Sa passion pour sa langue maternelle, qui a déterminé tout son temps libre durant des décennies, lui est venue peu à peu, pour ne plus le lâcher. "Ça a commencé avec le théâtre, raconte-t-il. J'ai commencé à 16 ans, dans ma commune d'Achenheim. J'aimais jouer."  

Après quelques années d'interruption, une troupe théâtrale est relancée dans le village en 1989. Il en fait immédiatement partie. "Je faisais de la mise en scène tout en jouant. Puis j'ai commencé à écrire moi-même des pièces, et je me suis toujours davantage plongé dans l'alsacien." Tout simplement par "effet boule de neige."

Une quinzaine de pièces

Ses pièces, une bonne quinzaine, d'abord destinées à sa troupe, sont souvent reprises par d'autres. Parmi ses plus beaux souvenirs figurent cinq voyages du théâtre d'Achenheim vers la capitale, à l'invitation de l'AGAL, l'association des Alsaciens et Lorrains de Paris.

En ces temps d'avant le TGV, c'est à chaque fois une grosse expédition, doublée d'un déménagement. "On voyageait en autobus, car il fallait emmener tous nos décors. On prenait même un marteau et des clous, il n'y avait rien sur place."

"On devait y être à temps pour tout installer. Et quand on avait fini de jouer, il fallait redémonter tout le décor, et le recharger dans le bus. C'est pourquoi on partait généralement pour deux ou trois jours. Un véritable événement pour la troupe."

Une Passion du Christ en alsacien

La majorité des pièces de Raymond Bitsch sont des comédies. Il écrit aussi plusieurs pièces de Noël, dont "De Wiehnàchtsengel" (l'ange de Noël), diffusé sur France 3 Alsace en 2005. Mais la plus marquante reste indubitablement "s'Pàssionsspiel", (le jeu de la Passion), créé en 2003 par plus d'une centaine de comédiens, "102 très précisément."

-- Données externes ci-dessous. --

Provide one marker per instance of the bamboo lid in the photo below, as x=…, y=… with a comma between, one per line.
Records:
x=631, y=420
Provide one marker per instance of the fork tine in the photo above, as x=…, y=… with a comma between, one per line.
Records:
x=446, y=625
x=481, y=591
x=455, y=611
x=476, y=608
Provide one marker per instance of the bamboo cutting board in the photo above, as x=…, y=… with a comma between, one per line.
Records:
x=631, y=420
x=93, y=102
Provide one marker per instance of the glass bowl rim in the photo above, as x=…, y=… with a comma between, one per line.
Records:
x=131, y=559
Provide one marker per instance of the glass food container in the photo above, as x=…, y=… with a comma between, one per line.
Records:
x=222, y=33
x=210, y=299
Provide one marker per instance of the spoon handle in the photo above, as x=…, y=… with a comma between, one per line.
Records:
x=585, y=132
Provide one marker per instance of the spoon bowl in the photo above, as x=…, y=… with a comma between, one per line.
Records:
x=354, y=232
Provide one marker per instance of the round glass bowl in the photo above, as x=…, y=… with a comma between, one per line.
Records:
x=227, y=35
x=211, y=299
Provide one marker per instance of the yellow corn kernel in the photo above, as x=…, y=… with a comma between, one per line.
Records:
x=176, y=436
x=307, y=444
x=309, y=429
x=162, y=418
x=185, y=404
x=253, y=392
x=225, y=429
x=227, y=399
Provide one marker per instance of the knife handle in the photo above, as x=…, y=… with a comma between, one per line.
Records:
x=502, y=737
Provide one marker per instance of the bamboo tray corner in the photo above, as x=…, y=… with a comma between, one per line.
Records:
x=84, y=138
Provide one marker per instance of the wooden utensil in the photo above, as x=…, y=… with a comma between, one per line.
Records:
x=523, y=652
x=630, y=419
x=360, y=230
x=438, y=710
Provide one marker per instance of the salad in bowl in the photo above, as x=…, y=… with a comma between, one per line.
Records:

Quelques objets rappellent les représentations de la Passion © Christian Laemmel / France Télévisions

"Certains prétendaient que l'alsacien ne se prête qu'à des pièces légère, pour faire rire, déplore-t-il. Mais je n'étais pas d'accord, notre langue peut s'adapter à bien d'autres répertoires."

Au tournant du siècle, il s'attaque donc à un sujet de taille : les derniers jours de la vie du Christ, selon l'évangile de Saint Matthieu. Il s'inspire en cela de la Passion jouée à Masevaux, "en allemand", mais réécrit entièrement le livret, et le réadapte "à (sa) manière, en alsacien." En faisant fi des grincheux qui estiment que ce n'est pas une langue assez noble pour être mise dans la bouche du Christ.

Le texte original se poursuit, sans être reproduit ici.